NOTICE - June 2021
The Moz SQL Parser repository is now archived. But the good news is that a fork of this project, called More SQL Parsing!, remains under active development independent of Mozilla. That project can be found at https://github.com/klahnakoski/mo-sql-parsing.
Moz SQL Parser
Let's make a SQL parser so we can provide a familiar interface to non-sql datastores!
Branch | Status |
---|---|
master | |
dev |
Problem Statement
SQL is a familiar language used to access databases. Although, each database vendor has its quirky implementation, the average developer does not know enough SQL to be concerned with those quirks. This familiar core SQL (lowest common denominator, if you will) is useful enough to explore data in primitive ways. It is hoped that, once programmers have reviewed a datastore with basic SQL queries, and they see the value of that data, they will be motivated to use the datastore's native query format.
Objectives
The primary objective of this library is to convert some subset of SQL-92 queries to JSON-izable parse trees. A big enough subset to provide superficial data access via SQL, but not so much as we must deal with the document-relational impedance mismatch.
Non-Objectives
- No plans to provide update statements, like
update
orinsert
- No plans to expand the language to all of SQL:2011
- No plans to provide data access tools
Project Status
There are over 400 tests. This parser is good enough for basic usage, including inner queries.

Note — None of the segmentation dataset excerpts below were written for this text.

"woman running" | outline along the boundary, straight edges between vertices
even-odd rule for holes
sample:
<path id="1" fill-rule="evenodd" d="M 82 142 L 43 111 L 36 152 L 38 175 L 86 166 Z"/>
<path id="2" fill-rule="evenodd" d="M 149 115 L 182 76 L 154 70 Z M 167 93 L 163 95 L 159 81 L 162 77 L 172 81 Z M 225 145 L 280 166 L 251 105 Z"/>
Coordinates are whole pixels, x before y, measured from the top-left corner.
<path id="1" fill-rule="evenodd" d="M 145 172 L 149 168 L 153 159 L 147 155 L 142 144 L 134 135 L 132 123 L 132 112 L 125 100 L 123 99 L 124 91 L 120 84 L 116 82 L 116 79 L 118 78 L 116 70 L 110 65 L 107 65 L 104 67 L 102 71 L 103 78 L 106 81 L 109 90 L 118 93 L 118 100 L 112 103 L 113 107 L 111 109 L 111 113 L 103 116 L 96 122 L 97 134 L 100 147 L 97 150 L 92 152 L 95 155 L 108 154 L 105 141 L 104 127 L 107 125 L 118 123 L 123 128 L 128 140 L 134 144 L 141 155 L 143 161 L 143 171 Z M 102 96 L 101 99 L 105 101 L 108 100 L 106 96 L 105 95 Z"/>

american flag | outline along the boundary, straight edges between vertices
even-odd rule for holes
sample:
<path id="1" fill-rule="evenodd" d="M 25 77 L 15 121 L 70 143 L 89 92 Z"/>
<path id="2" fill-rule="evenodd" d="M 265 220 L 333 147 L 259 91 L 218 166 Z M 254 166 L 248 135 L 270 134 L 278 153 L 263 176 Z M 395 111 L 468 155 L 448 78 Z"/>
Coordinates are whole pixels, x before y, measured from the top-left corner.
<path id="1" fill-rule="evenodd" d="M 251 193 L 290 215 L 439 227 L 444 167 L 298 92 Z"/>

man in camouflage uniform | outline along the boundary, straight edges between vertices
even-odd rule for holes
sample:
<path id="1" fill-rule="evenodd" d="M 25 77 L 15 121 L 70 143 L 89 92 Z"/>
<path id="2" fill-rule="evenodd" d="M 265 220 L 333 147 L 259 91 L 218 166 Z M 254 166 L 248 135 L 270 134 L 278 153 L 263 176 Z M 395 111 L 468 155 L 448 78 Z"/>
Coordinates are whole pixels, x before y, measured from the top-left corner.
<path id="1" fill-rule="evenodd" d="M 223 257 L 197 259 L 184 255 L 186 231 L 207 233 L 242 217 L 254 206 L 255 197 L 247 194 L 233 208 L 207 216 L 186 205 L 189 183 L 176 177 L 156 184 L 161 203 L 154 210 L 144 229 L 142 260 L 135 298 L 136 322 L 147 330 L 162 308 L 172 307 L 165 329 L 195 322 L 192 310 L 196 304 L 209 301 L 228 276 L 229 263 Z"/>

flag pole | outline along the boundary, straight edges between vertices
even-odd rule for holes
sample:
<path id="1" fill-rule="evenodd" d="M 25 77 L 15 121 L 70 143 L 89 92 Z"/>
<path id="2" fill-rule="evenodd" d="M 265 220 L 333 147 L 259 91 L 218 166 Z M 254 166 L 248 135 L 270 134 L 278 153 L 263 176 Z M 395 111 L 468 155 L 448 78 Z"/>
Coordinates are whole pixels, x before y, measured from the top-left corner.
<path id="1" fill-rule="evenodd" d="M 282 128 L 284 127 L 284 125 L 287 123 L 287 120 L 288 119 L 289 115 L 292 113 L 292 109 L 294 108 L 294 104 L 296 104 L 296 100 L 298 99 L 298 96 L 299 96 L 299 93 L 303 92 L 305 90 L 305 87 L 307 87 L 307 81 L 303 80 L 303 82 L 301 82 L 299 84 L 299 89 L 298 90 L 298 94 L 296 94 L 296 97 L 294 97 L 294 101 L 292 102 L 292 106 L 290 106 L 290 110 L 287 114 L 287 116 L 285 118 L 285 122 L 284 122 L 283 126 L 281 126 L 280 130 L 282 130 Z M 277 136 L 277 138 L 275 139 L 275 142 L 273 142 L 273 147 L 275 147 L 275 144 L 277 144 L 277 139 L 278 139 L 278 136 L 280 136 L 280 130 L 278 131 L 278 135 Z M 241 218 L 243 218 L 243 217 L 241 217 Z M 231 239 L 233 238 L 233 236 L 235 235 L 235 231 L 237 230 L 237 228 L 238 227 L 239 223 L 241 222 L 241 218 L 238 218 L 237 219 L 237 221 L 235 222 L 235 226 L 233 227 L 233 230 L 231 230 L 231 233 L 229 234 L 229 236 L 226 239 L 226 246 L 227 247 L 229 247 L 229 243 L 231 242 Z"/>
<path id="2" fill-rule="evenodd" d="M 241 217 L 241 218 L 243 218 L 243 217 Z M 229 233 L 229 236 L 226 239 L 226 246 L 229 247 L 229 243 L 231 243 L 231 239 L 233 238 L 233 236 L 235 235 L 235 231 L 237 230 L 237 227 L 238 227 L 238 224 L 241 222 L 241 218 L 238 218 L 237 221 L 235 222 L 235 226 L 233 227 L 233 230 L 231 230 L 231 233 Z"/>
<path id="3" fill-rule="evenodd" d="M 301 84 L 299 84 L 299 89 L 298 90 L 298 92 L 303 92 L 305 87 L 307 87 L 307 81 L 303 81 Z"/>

You can see the parser in action at https://sql.telemetry.mozilla.org/ while using the ActiveData datasource
Install
pip install moz-sql-parser
Parsing SQL
>>> from moz_sql_parser import parse
>>> import json
>>> json.dumps(parse("select count(1) from jobs"))
'{"select": {"value": {"count": 1}}, "from": "jobs"}'
Each SQL query is parsed to an object: Each clause is assigned to an object property of the same name.
>>> json.dumps(parse("select a as hello, b as world from jobs"))
'{"select": [{"value": "a", "name": "hello"}, {"value": "b", "name": "world"}], "from": "jobs"}'
The SELECT
clause is an array of objects containing name
and value
properties.
Recursion Limit
WARNING! There is a recursion limit of 1500
. This prevents parsing of complex expressions or deeply nested nested queries. You can increase the recursion limit after you have imported moz_sql_parser
, and before you parse
:
>>> from moz_sql_parser import parse
>>> sys.setrecursionlimit(3000)
>>> parse(complicated_sql)
Generating SQL
You may also generate SQL from the a given JSON document. This is done by the formatter, which is still incomplete (Jan2020).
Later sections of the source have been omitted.